Wednesday, October 10, 2007

Accion Mutante (1993, Spain)

A delightfully tasteless, violent piece of low-budget fun from Alex de la Iglesia, the Spanish specialist in black humor. The title Accion Mutante refers to a group of incompetent terrorists made up of freaks, cripples and mutants that, many years in the future, wage a war against beauty and perfection. Just how incompetent they are is made obvious in the opening scene in which a muscle-bound bodybuilder they mean to kidnap ends up being suffocated. Logically enough (?), in the next scene Ramon (Antonio Resines)—the group’s founder and leader—gets released from prison and is picked up at the prison gate by his (known) fellow terrorists. The time has come for The Big Plan to be put in action. Crashing a high society wedding, they shoot up a ton of people and kidnap the daughter (Frédérique Feder) of a multi-millionaire cookie baron, losing two Accion Mutante members along the way. Off they go by spaceship to Axturias, a barren planet where the ransom exchange is to take place; Axturias also lacks any women and is populated by completely crazy, horny miners. (Actually filmed on location in Los Monegros, Zaragoza, Spain, Planet Earth.) Unbeknownst to the rest of the group, Ramon plans to kill all his compatriots and keep the money for himself, but before he can finish knocking them all off—and after blowing off the head of one half of the Siamese twins—the spaceship crashes on the planet. Followed by the revenge driven, dead-weight-dragging surviving half of the twins, Ramon and his Stockholm Syndrome suffering hostage get captured by a family of obscenely fat, ugly men out to wet their willies.....

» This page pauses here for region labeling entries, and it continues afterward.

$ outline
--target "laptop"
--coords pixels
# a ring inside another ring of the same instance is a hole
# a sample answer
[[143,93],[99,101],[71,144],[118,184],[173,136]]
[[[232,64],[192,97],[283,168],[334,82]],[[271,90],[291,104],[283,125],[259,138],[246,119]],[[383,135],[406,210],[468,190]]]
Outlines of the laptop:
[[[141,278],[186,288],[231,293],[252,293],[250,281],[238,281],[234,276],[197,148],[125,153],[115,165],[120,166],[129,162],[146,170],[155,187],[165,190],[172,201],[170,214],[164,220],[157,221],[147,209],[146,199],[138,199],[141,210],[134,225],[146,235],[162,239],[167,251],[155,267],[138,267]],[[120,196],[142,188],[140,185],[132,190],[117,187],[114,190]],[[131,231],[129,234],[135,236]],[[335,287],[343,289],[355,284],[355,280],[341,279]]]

The big showdown is in a sleazy filthy bar full of gun-toting miners, a sensation-seeking television crew, a fanatically insane millionaire with a bomb, Ramon, his love sick hostage, the twin and a mess of trigger-happy policemen.
Filmed as a multi-violent farce, Accion Mutante has no socially redeeming features—which makes it all the more enjoyable. Considering its low budget, the film looks surprisingly good...the sets and the effects may be cheap, but they work, as does the film. The first full-length feature of director Alex de la Iglesia, this purveyer of bad taste went on two years later to make the equally entertaining oddity, Day of the Beast (1993), about a priest, a Rocker and a TV man out to kill the antichrist. In 1997 he was brought to Hollywood to direct the dark, cynically humorous but oddly disappointing exercise in studio-produced violence (and Rosie Perez vehicle) Perdita Durango, but his best films have all been homegrown Spanish productions. They have, on a whole, proven him to be an uncompromising, capable and creative director with a flair for hilariously tasteless violence.... definitely not for the masses, but damned enjoyable for those who like their stuff unadulterated. In this sense, Accion Mutante could possibly be the best of the lot.